Key Concepts in Statistics: Data Analysis and Probability

Key Concepts in Statistics

Data and Variables

Statistics: A branch of science that deals with collecting, organizing, analyzing, interpreting, summarizing, and presenting data.

Unit/Individual: An object on which we take a measurement or observation (e.g., people, places, things).

Population: The collection of all individuals or units under consideration.

Sample: A subset of the population from which we obtain data.

Variable: Any characteristic or property of an individual.

  • Quantitative Data: Numerical characteristics of an individual for which arithmetic operations make sense (e.g., birth weight, final exam score, blood sugar level).
  • Qualitative/Categorical and Ordinal Data: Puts individuals into groups based on common characteristics for which numerical operations do not make sense, and for which there’s a logical, commonly accepted ordering with a sense of “increasing”-ness (e.g., shoe size (1, 2, 3), satisfaction level, shirt size (S, M, L)).
  • Qualitative/Categorical and Nominal Data: Puts individuals into groups based on common characteristics for which numerical operations do not make sense and for which there is no logical ordering of “increasing”-ness (e.g., car type, area code, cell phone brand).

Distributions

Distribution (Dist.): Tells us what values a variable takes on and how often it takes on these values.

Frequency Distribution (Freq.
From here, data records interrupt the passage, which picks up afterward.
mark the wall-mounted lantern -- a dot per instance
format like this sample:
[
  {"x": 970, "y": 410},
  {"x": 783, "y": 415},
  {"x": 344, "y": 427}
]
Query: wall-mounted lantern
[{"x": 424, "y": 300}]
Dist.): Count of how many data values fall into predetermined classes of intervals (1st interval has the minimum value, the last has the maximum value; goes [x-y)).

Relative Frequency (Rel. Freq.): The number of data values in a class divided by the total number of data values in a sample.

Skewed to the Right Histogram (Skew to Right Hist.): A distribution is skewed to the right if the right tail extends more than the left, with the mean to the right of the median. If skewed, use the 5-number summary.

Pie Chart: A circle divided into slices whose area is proportional to the ratio of relative frequency.

Descriptive Statistics

Mean: (x̄) The sum of observations in a data set divided by the number of observations.

Median: The middle value in an ordered dataset.

Quartiles: Divides data into four equal parts.

5-Number Summary (5#Sumry): Minimum, Q1, Q2 (Median), Q3, Maximum.

Interquartile Range (IQR): Q3 – Q1. Measures the spread of the middle 50%.

Variance: s2 = Σ(xi – x̄)2 / (n – 1). The average squared distance of data from the mean.

Standard Deviation (S.D.): The positive square root of the variance. The average absolute distance from the mean.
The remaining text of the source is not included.